Along with the laboratory work on the formation of minerals and rocks has gone an increasing amount of field work on the activities of accessible volcanoes, such as Kilauea and Vesuvius, where the fusion and recrystallization of rocks on a large scale can be observed and studied.
There was once a time when the confidence of the laboratory in the capacity of physics and chemistry to solve geological problems was not shared by all geologists. There were some who were inclined to view with considerable apprehension the vast ramifications and complications of natural rock formation as a problem impossible of adequate solution in the laboratory. It is, therefore, a matter of satisfaction to all those who have participated in these efforts to see the evidences of this apprehension disappearing gradually as the work has progressed. A careful appraisement of the situation to-day, after ten years of activity, reveals the fact that the tangible grounds for anxiety about the accessibility of the problems which were confronted at first are now for the most part dissipated.

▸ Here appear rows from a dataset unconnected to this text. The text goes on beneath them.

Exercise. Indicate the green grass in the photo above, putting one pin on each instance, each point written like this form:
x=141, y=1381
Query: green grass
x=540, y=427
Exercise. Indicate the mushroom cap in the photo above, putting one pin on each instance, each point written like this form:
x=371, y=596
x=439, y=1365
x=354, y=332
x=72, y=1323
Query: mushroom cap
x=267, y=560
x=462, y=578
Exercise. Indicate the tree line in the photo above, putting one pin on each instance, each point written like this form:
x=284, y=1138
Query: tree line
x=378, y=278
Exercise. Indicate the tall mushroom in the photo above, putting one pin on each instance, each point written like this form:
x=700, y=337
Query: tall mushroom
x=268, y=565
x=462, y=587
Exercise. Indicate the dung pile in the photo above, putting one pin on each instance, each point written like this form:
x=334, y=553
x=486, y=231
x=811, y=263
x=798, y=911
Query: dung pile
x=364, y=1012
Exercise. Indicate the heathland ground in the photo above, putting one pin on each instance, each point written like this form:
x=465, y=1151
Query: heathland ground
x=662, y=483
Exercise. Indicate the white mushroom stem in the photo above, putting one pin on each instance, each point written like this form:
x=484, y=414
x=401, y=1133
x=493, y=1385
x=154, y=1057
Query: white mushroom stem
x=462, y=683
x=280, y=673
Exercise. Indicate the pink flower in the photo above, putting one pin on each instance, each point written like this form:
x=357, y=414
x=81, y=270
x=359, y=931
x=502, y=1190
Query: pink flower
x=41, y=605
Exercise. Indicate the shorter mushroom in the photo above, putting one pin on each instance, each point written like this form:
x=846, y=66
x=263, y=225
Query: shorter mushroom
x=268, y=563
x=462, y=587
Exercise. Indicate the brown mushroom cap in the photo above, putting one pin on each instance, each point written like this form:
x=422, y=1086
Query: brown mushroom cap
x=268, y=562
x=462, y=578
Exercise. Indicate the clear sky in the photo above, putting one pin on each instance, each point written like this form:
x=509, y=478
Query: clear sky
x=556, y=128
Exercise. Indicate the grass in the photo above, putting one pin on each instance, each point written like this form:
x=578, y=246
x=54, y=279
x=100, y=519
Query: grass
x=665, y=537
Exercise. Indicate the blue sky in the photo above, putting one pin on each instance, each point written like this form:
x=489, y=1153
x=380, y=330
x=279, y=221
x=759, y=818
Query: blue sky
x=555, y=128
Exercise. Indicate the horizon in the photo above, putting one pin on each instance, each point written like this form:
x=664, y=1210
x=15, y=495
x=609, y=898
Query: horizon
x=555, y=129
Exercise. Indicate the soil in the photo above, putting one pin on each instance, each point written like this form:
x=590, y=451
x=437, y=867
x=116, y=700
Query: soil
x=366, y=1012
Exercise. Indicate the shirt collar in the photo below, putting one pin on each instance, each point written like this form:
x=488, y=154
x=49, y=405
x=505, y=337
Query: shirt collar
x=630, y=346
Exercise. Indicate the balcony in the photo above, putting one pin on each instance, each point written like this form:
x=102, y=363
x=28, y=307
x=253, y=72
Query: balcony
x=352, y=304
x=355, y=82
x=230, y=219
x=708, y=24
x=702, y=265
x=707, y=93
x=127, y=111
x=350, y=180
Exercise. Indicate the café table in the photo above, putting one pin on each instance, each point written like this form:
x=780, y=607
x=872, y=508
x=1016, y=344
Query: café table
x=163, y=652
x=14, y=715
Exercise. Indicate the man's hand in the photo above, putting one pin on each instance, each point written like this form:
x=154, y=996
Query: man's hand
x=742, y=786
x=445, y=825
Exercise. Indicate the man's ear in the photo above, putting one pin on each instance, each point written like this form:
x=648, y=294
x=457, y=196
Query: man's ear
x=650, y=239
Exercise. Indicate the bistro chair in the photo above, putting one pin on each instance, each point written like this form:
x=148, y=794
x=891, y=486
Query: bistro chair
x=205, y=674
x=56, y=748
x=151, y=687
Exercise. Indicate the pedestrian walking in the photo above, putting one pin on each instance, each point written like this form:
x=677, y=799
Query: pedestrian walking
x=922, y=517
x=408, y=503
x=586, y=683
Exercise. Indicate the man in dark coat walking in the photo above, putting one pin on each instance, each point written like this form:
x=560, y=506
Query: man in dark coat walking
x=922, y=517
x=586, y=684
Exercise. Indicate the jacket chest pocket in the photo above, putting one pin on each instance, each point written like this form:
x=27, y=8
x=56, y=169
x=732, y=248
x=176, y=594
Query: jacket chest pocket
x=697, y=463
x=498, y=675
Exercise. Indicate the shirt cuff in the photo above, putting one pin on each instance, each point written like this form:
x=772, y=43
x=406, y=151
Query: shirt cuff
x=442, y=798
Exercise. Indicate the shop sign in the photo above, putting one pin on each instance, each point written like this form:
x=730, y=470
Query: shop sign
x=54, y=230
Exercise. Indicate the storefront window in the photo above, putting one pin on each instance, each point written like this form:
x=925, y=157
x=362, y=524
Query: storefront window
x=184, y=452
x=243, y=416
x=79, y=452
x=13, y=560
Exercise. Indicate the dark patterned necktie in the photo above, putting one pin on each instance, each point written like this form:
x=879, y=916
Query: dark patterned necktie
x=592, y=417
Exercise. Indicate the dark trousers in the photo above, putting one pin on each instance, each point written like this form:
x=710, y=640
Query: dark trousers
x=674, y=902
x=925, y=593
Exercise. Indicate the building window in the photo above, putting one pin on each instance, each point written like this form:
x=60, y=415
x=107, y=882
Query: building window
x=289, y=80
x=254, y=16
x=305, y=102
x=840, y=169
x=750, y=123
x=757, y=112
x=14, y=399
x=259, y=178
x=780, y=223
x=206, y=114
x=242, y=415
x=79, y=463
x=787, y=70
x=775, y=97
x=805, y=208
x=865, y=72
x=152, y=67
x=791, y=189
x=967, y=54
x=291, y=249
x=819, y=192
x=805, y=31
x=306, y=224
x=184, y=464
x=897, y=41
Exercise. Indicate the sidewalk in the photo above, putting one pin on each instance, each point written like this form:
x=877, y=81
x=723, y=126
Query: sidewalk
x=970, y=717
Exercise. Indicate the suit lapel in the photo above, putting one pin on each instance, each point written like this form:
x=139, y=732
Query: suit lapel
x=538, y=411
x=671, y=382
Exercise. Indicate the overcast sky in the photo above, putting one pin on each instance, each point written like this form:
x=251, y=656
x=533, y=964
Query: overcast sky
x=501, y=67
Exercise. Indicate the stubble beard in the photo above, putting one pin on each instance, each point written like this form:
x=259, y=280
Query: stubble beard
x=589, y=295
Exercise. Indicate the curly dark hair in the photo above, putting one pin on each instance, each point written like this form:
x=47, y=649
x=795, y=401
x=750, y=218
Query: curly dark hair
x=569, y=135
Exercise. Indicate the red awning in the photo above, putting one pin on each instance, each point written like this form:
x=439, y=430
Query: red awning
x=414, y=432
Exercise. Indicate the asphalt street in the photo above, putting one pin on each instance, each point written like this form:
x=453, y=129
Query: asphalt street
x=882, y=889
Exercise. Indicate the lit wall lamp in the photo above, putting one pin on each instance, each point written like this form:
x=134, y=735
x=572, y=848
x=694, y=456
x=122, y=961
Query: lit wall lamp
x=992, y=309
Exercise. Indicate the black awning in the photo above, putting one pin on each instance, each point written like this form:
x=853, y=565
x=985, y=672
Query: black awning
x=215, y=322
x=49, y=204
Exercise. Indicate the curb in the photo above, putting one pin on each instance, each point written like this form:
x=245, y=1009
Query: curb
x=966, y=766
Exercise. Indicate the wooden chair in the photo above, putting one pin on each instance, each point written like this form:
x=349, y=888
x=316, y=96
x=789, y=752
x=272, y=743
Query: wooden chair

It will not be possible to review in detail the lines of work sketched above. An outline of the synthetic work on systems of the mineral oxides and a paragraph on the volcano researches will perhaps suffice to indicate the general plan and purpose of the laboratory’s work. It should be added that the results of many of the researches of the laboratory, detailed below, have been published in the pages of the Journal (see 21, 89, 1906, and later volumes).
Mineral Researches.—The mineral studies include:
I. One-component systems: silica, with its numerous polymorphic forms and their relations to temperature and the conditions of rock formation; alumina; magnesia; and lime.
II. Two-component systems: silica-alumina, including sillimanite and related minerals; silica-magnesia, including the tetramorphic metasilicate MgSiO3; silica-lime, including wollastonite; the alkali silicates, particularly with reference to their equilibria with carbon dioxide and with water; ferric oxide-lime; alumina-lime; alumina-magnesia, including spinel; and hematite-magnetite, a solid-solution series of an unusual type.
III. Three-component systems: silica-alumina-magnesia, completed but not yet published; silica-alumina-lime, complete, including the compounds that enter into the composition of portland cement; silica-magnesia-lime, completed but not yet published, including, however, published work on the diopside-forsterite-silica system, and on the CaSiO3-MgSiO3 series; and alumina-magnesia-lime.
IV. Four components: SiO2-Al2O3-MgO-CaO: the incomplete system anorthite-forsterite-silica; SiO2-Al2O3-CaO-Na2O: the series of lime-soda feldspars (albite-anorthite), and the series nephelite (carnegieite)-anorthite; SiO2-Al2O3-Na2O-K2O: the sodium-potassium nephelites.
V. Five components: SiO2-Al2O3-MgO-CaO-Na2O: the ternary system diopside-anorthite-albite (haplo-basaltic and haplo-dioritic magmas).